Le rythme du pendule

 Cet été, le temps hésite entre le beau et le mauvais : un soleil de plomb n’attend jamais un orage électrique. De paisibles nuages blancs en terribles ciels gris, il semble que le pendule du climat oscille de manière de plus en plus erratique. De toute évidence, Montréal n’est pas un cas isolé. Comment ignorer les tsunamis qui frappent d’un côté du globe et les tremblements de terre qui surviennent de l’autre ; les crues et les inondations qui se multiplient dans les régions côtières ou les sécheresses et les incendies qui sévissent dans les zones continentales? Pendant que le niveau de la mer monte, l’eau potable se raréfie sur terre. La qualité de l’eau, de l’air et des sols se dégrade sous l'effet des changements climatiques, ce qui bouleverse à la fois directement et indirectement la biodiversité terrestre et aquatique.

Ceci n’est pas une litanie alarmiste. Il s'agit d'un constat scientifique et d'un fait social : sous l’effet combiné et interdépendant de la chaleur et des émissions de gaz à effet de serre, la glace fond. L’eau de mer se dilate et absorbe le CO2, acidifiant ainsi les océans à une vitesse jamais vue dans l’histoire géologique récente, c'est-à-dire depuis une bonne cinquantaine de millions d’années. À titre de comparaison, l’usage du feu par l'humain remonte à environ 300 000 ans; la sortie de la préhistoire, à quelque dix ou quinze mille ans. L’imprimerie mécanique date d’à peine huit siècles et le moteur à explosion de tout juste cent cinquante ans. BOOM! Deux siècles plus tard, nous voici aujourd’hui en pleine révolution climatique, en transition vers une nouvelle ère géologique.
 
Entendons-nous. Il y a déjà eu des périodes climatiques plus chaudes sur notre planète et d’autres plus froides; certaines plus favorables à la vie, d’autres plus hostiles. Entre temps, il y aussi eu des extinctions de masse qui ont ouvert la voie à l’évolution de jeunes espèces, comme les primates dont nous sommes issus. Voilà des millénaires que le climat terrestre fluctue entre glaciation et réchauffement, jouant avec les conditions de la vie et de la mort. 

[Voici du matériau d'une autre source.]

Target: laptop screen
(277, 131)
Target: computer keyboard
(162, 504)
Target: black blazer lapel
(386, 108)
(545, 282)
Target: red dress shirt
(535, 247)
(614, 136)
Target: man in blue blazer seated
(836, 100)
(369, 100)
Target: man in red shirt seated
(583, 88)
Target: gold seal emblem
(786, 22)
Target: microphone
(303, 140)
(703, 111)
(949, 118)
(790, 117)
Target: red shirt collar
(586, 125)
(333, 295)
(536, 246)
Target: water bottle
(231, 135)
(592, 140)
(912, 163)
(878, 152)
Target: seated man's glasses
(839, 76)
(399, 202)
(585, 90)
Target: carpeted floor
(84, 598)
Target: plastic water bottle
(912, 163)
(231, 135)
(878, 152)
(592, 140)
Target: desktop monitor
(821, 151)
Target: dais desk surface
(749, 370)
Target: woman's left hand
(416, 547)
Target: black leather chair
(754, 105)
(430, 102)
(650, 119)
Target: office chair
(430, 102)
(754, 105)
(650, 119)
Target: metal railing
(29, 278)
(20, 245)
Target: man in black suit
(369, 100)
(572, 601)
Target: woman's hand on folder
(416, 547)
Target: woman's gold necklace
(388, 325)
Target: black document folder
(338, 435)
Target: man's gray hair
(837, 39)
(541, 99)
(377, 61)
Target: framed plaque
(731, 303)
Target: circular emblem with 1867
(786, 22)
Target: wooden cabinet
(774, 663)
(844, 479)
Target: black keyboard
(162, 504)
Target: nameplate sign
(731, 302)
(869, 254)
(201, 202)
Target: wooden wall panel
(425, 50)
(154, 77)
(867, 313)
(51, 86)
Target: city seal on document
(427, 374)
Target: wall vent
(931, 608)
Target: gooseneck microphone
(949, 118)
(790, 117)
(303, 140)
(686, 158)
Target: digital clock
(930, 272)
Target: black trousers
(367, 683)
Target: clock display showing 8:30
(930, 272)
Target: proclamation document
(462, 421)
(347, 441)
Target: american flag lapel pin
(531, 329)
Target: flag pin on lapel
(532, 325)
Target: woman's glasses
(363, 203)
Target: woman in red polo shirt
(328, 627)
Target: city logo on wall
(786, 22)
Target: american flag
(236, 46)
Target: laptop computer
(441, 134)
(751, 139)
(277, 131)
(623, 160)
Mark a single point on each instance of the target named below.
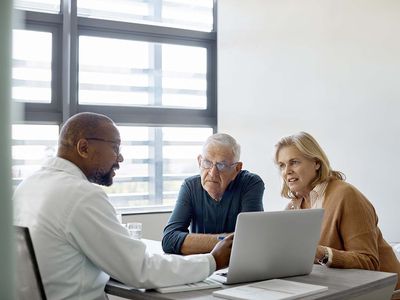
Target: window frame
(67, 26)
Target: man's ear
(239, 166)
(82, 148)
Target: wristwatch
(324, 259)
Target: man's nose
(213, 171)
(287, 170)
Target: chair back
(28, 281)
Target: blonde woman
(350, 236)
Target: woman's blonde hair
(310, 148)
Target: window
(149, 65)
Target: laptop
(29, 284)
(272, 245)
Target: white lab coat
(79, 241)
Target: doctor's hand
(222, 252)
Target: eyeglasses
(221, 166)
(116, 146)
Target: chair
(28, 281)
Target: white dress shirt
(79, 241)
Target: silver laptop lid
(274, 244)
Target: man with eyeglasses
(210, 202)
(78, 239)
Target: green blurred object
(7, 242)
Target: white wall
(328, 67)
(152, 224)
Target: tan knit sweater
(350, 228)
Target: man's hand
(222, 252)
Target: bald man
(78, 239)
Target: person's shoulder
(345, 190)
(342, 186)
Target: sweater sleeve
(358, 231)
(177, 227)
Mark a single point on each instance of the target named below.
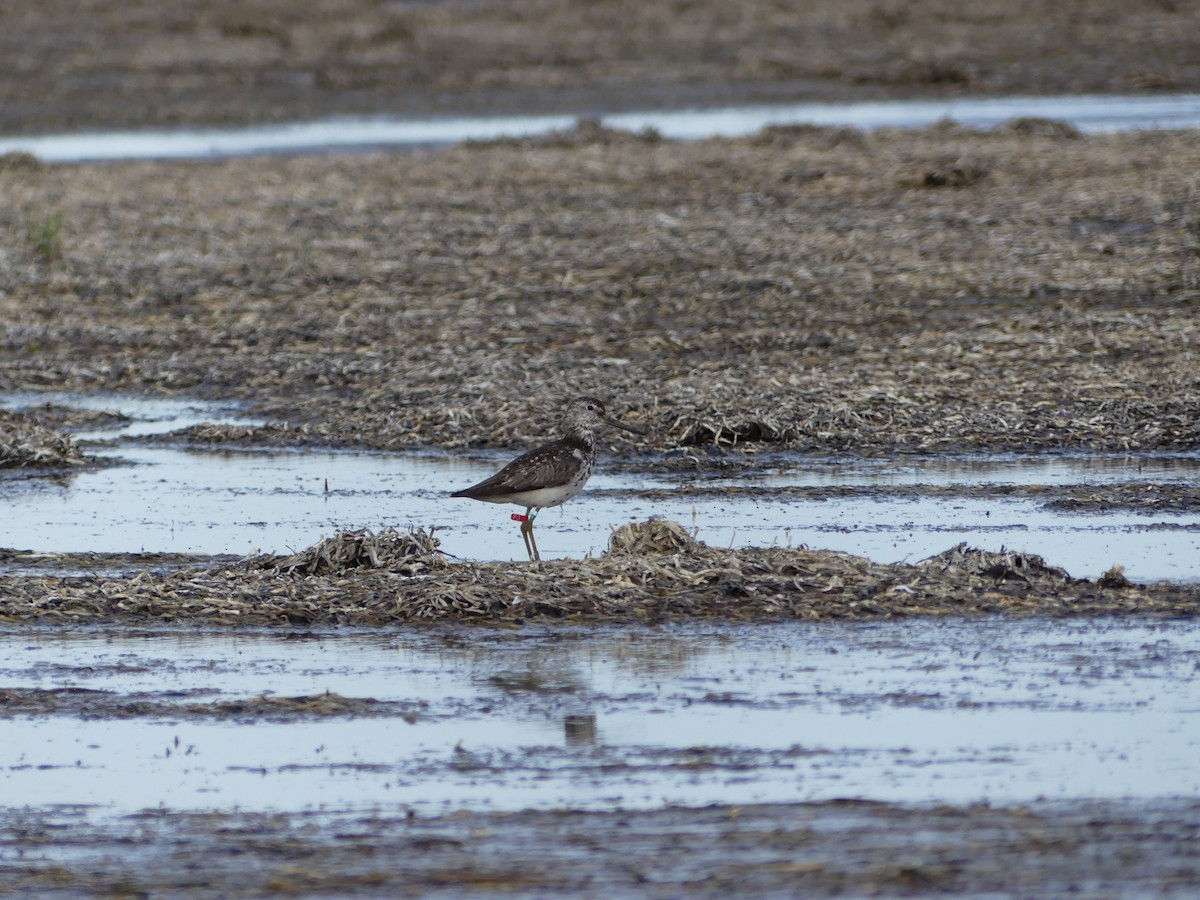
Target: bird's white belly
(543, 497)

Il y aurait là de quoi conforter les climato-sceptiques et les techno-optimistes dans leur foi en la croissance infinie et en l’éternel progrès! Mais il y a évidemment un hic. Si les changements climatiques actuels se déroulaient progressivement sur des siècles et des millénaires, plutôt que de se produire agressivement sur des années et des décennies, il n’y aurait peut-être pas de quoi s’inquiéter dans l’immédiat (quoique). À chaque saison qui passe, le métronome augmente la cadence de manière exponentielle et, de toute évidence, le pendule du climat est en train de s’affoler. Ce n’est pas étonnant si l’on considère que le temps qu’il fait n’est en réalité que le reflet du temps qui est. Et, à en croire la météo, les temps sont troubles par les temps qui courent…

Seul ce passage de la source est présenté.